Islamic Law Does Not Impose a Restriction on Profit

The other day I was discussing Islamic mortgage companies in the U.S. with some friends and one of them criticized the practice of these mortgage companies charging too much money. This opened a debate among us whether there is a restriction in the Shariah (Islamic law) for how much profit a business can make. Some argued that charging too much money is unethical and should not be allowed. I argued that the Shariah does not care how much profit you make as long as the process to making that profit is permissible. In other words, Islamic law is concerned with how you got the money and not how much. A person is free to sell his/her property at whatever price he/she desires.

If a person is overcharging for an item, then this is an outside issue and has nothing to do with the validity or invalidity of the business transaction itself as long as they both mutually agree to go forward with the sale. In Islam, a business transaction of any type is seen as a contract between the seller and the buyer. A business contract in Islam is usually as follows:

  1. Seller makes an offer of a specific item with a specific price
  2. The buyer decides to move forward with the sale and accepts the offer
  3. There is an exchange of goods between the seller (receives the money) and the buyer (receives the product)

The above is a simple example of how a business transaction works in Islam. As long as both parties agree to move forward with the sale with the agreed upon price (cost of the item) and product (item being sold), this is considered mutual consent in Islam:

“O you who have believed, do not consume one another’s wealth unjustly but only [in lawful] business by mutual consent.” [Qur’an 4:29]

So as long as the seller does not force the buyer to purchase the product, he/she can sell it for how much ever he/she wants. Mutual consent is one of the conditions of a valid contract in Islam due to the Prophet Muhammad’s (pbuh) statement that:

“Transactions may only be done by mutual consent.” [Ibn Majah]
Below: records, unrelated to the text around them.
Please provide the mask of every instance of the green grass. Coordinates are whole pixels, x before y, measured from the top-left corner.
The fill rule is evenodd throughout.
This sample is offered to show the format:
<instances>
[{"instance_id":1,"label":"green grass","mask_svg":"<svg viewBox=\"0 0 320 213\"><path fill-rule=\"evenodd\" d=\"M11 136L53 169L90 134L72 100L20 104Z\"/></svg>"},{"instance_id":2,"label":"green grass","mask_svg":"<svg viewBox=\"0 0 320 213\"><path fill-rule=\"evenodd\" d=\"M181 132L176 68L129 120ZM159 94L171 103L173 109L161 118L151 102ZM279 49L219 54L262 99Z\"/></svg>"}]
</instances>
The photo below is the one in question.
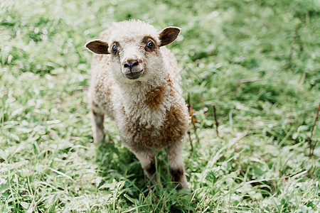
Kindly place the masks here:
<instances>
[{"instance_id":1,"label":"green grass","mask_svg":"<svg viewBox=\"0 0 320 213\"><path fill-rule=\"evenodd\" d=\"M110 119L114 144L92 144L84 45L129 18L182 28L170 48L200 121L189 190L165 151L150 189ZM0 212L320 211L319 23L314 0L2 1Z\"/></svg>"}]
</instances>

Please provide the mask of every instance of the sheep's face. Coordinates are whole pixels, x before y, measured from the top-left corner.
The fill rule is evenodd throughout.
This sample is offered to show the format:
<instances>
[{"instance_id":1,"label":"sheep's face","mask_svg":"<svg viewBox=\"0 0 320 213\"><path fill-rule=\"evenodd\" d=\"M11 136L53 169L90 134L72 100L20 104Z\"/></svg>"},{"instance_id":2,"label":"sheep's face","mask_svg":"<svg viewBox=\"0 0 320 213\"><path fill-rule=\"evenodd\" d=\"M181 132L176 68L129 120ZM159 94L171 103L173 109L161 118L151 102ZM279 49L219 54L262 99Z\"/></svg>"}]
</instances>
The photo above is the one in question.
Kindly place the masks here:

It may be the case that the buyer does not like the price yet still decides to go forward with the sale (which is a common phenomenon in the marketplace). However, this will not make the sale itself unethical or forbidden because it was done out of mutual consent and the seller is at liberty to sell his/her own property at whatever price he/she wants. Even very conservative websites like Islam-QA see nothing wrong with this type of transaction. In one of their questions regarding buying a home on installments, they state:

“If the bank or the developer owns the house – i.e., it has bought it from its agents or others, or from the builder – then it may sell it for a price to be paid by installments that is higher than the price if it is paid for immediately, and it does not matter if the profit is worked out in the same way as interest is worked out, or if the profits are increased according to the increase in the period of installments, so long as it is purchased for a specific price that will not increase. For example, if the price of the house is 100,000, but it is sold for 120,000 to one who will pay the price in installments over twenty years, or it is sold for 130,000 to one who will pay the price by installments over thirty years, that is permissible on condition that there be clear agreement on one of these options.”

An incident took place during the lifetime of the Messenger of Allah (pbuh) which I think is worthy of mention here. Anas bin Malik narrated that:

“The people said: ‘O Messenger of Allah, prices have become too high; fix the prices for us.’ The Messenger of Allah -peace and prayer of Allah be upon him- said: ‘Allah is the One Who decrees prices, Who takes and gives, and He is the Provider. I hope that I will meet Allah with no one among you making any claim against me concerning issues of blood or wealth.” [Ibn Majah]

Based on this hadith, the scholars stated that the market price should be let to flow in accordance to the dynamic of the market itself. No one should manipulate the current price. If the supplies are plenty but the demands are not, automatically the price will fall and the vice versa. It is common in Muslim countries that prices of animals for slaughter go high during Eid-ul-Adha because the demand is high but they fall right back down after Eid is over. Many Muslims complain about these prices during Eid but the sellers are just following the market price.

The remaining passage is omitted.